Context

I’m trying out if it’s possible/worth it/good to use DynamicUser = true for the nixos/crowdsec module.

The problem: cscli not useable from host

If you add DynamicUser = true to the systemd-service of crowdsec its state directory becomes a “private directory”:

> ls -l /var/lib | grep crowdsec
---
lrwxrwxrwx  - root           30 Dez 17:42 crowdsec -> private/crowdsec

Which gives an interesting output using file:

> file /var/lib/crowdsec
---
/var/lib/crowdsec: broken symbolic link to private/crowdsec

Now, if you try to use cscli you’re getting this:

> cscli hub update # just an example usage
---
Error: while setting up trace directory: mkdir /var/lib/crowdsec: file exists

I couldn’t find any mkdir /var/lib/crowdsec call in the crowdsec package so I assume that this attempt to create the directory comes from the binary itself.

Questions

1. Should I still try out to find a way to use DynamicUser = true? (due to this RFC)
2. Do you have any suggestions on how to fix this?

Workarounds

You could run systemctl-run -pDynamicUser=true -pUser=crowdsec -pGroup=crowdsec -pStateDirectory=crowdsec --pty bash to get a shell where you work within the crowdsec-systemd-service context. There you’re able to use the cscli as usual.

You could say that a new wiki article can be created for crowdsec and that this should be mentioned there but… I don’t know if this is that convenient…

Can you make a wrapper for cscli that does the systemd-run call? See nixos/modules/services/networking/atticd.nix for an example of this.
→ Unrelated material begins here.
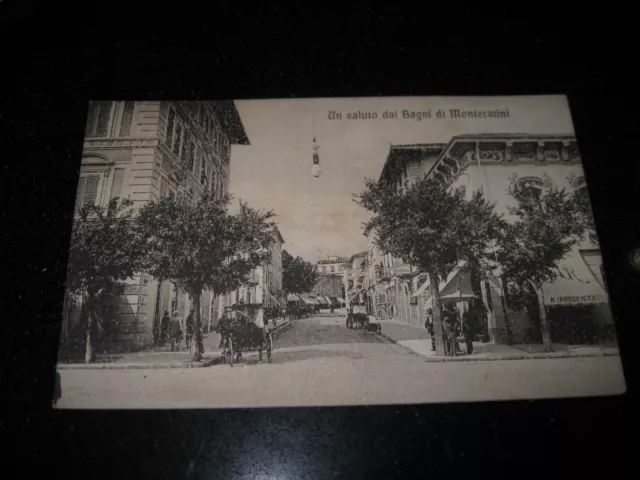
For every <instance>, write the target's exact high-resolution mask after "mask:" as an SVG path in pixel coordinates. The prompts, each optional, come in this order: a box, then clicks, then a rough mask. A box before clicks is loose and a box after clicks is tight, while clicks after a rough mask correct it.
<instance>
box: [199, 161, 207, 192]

Yooo, that’s smart! Thank you for the hint! I’ll give it a try

@rhendric quick question to your suggestion: If I see that correctly, basically everyone is going to be able to use atticd-atticadm, am I right? Is there a way to constrain it to some users or is that expected?

systemd-run should ask for a password if it’s doing anything that requires privileges that the calling user doesn’t have, and if your wrapper is just calling systemd-run, so will your wrapper.